Flashes of dark thoughts pop in my head, and I shove them down and out of sight as soon as they appear. I don’t want to allow my mind to go there, but as much as I ban the horrible possibilities from my mind, my body still responds to the visceral fear associated with them.
Roy is already getting out of his vehicle in the church parking lot when I drive up. The other two guys roll up right behind me. Another loop finished without a sign of the kids.
“Those kids had two hours to kill before they had to be home after they left here,” Omar points out. “Where would they go?”
I’ve only asked myself that question a hundred times while driving around.
“The fair makes the most sense. You’d think kids would be drawn there,” Larry suggests.
You would, except that these are kids who chose to sit up in a hayloft so they could watch the sun go down behind the mountains instead of joining the crowd at a party just yesterday.
I voice my doubts out loud.
“I’m not so sure,” I drawl, my thoughts spinning as I turn to Roy. “Remember that old logging trail to the Lizard Peak summit?”

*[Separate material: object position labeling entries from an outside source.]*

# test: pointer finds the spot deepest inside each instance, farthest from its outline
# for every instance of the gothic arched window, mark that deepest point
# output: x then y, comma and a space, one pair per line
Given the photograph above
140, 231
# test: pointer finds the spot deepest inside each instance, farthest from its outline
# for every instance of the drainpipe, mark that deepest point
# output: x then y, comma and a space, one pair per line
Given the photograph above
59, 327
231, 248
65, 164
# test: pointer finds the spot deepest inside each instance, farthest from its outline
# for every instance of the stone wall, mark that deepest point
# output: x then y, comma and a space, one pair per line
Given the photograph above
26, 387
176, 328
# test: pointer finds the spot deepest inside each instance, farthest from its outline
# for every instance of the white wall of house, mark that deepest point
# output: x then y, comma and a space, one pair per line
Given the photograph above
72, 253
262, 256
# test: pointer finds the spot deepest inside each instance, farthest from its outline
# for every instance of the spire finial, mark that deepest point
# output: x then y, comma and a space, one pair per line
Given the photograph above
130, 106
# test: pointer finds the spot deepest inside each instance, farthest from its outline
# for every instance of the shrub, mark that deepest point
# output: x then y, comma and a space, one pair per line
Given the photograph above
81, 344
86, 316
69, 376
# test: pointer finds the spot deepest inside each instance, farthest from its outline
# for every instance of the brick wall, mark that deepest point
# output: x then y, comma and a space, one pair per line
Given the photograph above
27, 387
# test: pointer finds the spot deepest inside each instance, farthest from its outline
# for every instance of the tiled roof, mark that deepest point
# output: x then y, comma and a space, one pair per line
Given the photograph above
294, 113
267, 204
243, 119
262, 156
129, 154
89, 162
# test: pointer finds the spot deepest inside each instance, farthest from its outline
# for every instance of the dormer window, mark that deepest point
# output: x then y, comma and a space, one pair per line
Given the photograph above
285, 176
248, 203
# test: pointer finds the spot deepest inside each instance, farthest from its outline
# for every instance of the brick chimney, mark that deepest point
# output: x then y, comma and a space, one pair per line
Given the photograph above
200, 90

He and I would steal whatever alcohol we could get our hands on and drive his grandpa’s old pickup, bouncing up the trail to catch the sunset from the ridge over the quarry. It was a popular hangout for kids but I didn’t think any adults knew it was there, until one night we found that bastard Sanchuk waiting for us at the entrance of the trail by the road.
“I don’t think that trail exists anymore. Last time I was out that way…” He appears to be thinking before he adds, “Fuck, that was probably with you.”
Except that wasn’t my last time up there, that would’ve been with Savvy, about seven years after, when I took her up there on our second date. The trail had been in much worse shape so we ended up ditching my pickup and hiking the rest of the way.
“Are you talking about the one off Quarry Road, leading to the lookout point?” Larry wants to know.
“Yeah. Do kids still go up there?”
“Nah. They blocked access to that trail many years ago. You wouldn’t be able to find it now, it’s all overgrown.”
Okay, so maybe not that spot, but that doesn’t mean there isn’t another pretty spot somewhere that kids these days go to hang out.
My phone is in my hand and I dial Hugo’s number.